507 patients requiring ECMO were included. Further HIT-diagnostic was conducted if HIT-4T-score was ≥4. The HIT-confirmed group had positive HIT-enzyme-linked-immunosorbent-assay (ELISA) and positive heparin-induced-platelet-activation (HIPA) test, the HIT-suspicion group a positive HIT-ELISA and missing HIPA but remained on alternative anticoagulation until discharge and the HIT-excluded group a negative or positive HIT-ELISA, however negative HIPA. These were compared to group ECMO-control without any HIT suspicion. The prevalence of HIT-confirmed was 3.2%, of HIT-suspicion 2.0% and HIT-excluded 10.8%. Confirmed HIT was trendwise more frequent in VV than in VA (3.9 vs. 1.7% p = 0.173). Compared to the ECMO control group, patients with confirmed HIT were longer on ECMO (median 13 vs. 8 days, p = 0.002). Different types of complications were higher in the HIT-confirmed than in the ECMO-control group, but in-hospital mortality was not different (31% vs. 41%, p = 0.804).

CONCLUSION

HIT is rare on ECMO, should be suspected, if platelets are decreasing, but seems not to increase mortality if treated promptly.

摘要

目的

未分级肝素(UFH)是常用的抗凝剂,用于防止 ECMO 回路凝血和插管血管血栓形成。
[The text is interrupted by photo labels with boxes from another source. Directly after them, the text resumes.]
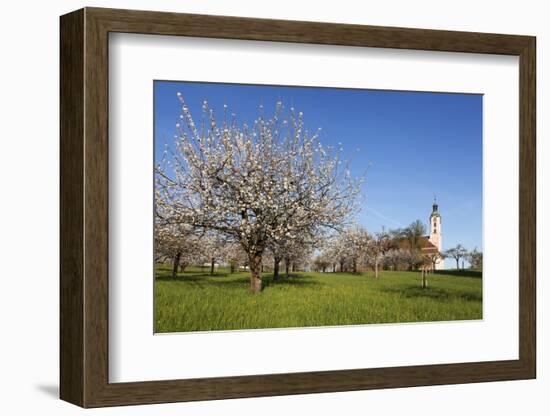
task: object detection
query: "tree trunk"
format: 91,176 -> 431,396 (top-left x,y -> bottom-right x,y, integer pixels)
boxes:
172,253 -> 181,278
249,254 -> 262,293
273,257 -> 281,281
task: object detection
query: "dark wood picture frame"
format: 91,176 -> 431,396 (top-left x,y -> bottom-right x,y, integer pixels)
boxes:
60,8 -> 536,407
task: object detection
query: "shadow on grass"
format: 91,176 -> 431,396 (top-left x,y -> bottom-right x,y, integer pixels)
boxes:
384,285 -> 482,302
435,270 -> 483,279
155,272 -> 321,289
262,274 -> 321,289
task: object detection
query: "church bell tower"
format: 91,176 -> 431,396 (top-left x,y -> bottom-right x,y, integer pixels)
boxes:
429,197 -> 442,252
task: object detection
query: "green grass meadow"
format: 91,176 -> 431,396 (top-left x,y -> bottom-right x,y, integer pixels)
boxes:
155,265 -> 482,332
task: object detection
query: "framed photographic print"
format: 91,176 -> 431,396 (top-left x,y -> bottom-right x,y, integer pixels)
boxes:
60,8 -> 536,407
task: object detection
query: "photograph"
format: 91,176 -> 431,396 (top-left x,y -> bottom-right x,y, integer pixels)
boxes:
153,80 -> 483,333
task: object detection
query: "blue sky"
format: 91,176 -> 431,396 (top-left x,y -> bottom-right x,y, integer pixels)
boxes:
154,81 -> 483,267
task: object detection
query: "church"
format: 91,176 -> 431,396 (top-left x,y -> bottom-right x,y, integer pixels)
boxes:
422,199 -> 445,270
397,199 -> 445,270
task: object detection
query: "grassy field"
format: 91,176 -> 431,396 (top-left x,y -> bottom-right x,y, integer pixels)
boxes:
155,266 -> 482,332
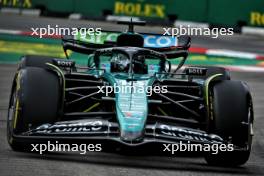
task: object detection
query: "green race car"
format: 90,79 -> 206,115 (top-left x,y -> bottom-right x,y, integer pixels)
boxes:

UFH 的副作用是肝素诱导的血小板减少症(HIT)。关于 ECMO 期间的 HIT 以及在新诊断出 HIT 的 ECMO 患者中改变抗凝治疗的影响知之甚少。本研究的目的是确定在接受静脉-静脉(VV)或静脉-动脉(VA)ECMO 治疗的严重呼吸衰竭患者中,肝素诱导的血小板减少症(HIT)的患病率、并发症、转换为阿加曲班抗凝的影响以及接受 ECMO 治疗的患者的结果。

方法

对 2006 年 1 月至 2016 年 12 月期间在雷根斯堡大学医院重症监护病房(ICU)接受 VV ECMO 治疗严重呼吸衰竭和 VA ECMO 治疗循环衰竭的连续患者前瞻性收集的数据进行回顾性观察性单中心研究。HIT 在 ECMO 上的治疗是用阿加曲班进行的。

结果

507 名需要 ECMO 的患者被纳入研究。如果 HIT-4T 评分≥4,则进一步进行 HIT 诊断。HIT 确诊组的 HIT-酶联免疫吸附试验(ELISA)阳性和肝素诱导的血小板活化(HIPA)试验阳性,HIT 疑似组的 HIT-ELISA 阳性且 HIPA 缺失,但在出院前仍接受替代抗凝治疗,HIT 排除组的 HIT-ELISA 阴性或阳性,但 HIPA 阴性。这些与任何 HIT 怀疑均无的 ECMO 对照组进行比较。HIT 确诊组的患病率为 3.2%,HIT 疑似组为 2.0%,HIT 排除组为 10.8%。与 VA 相比,VV 中确诊的 HIT 趋势更为频繁(3.9%比 1.7%,p=0.173)。与 ECMO 对照组相比,确诊的 HIT 患者在 ECMO 上的时间更长(中位数 13 天 vs. 8 天,p=0.002)。在 HIT 确诊组中,不同类型的并发症发生率高于 ECMO 对照组,但住院死亡率无差异(31%比 41%,p=0.804)。

结论

HIT 在 ECMO 上很少见,如果血小板减少,应怀疑 HIT,但如果及时治疗,似乎不会增加死亡率。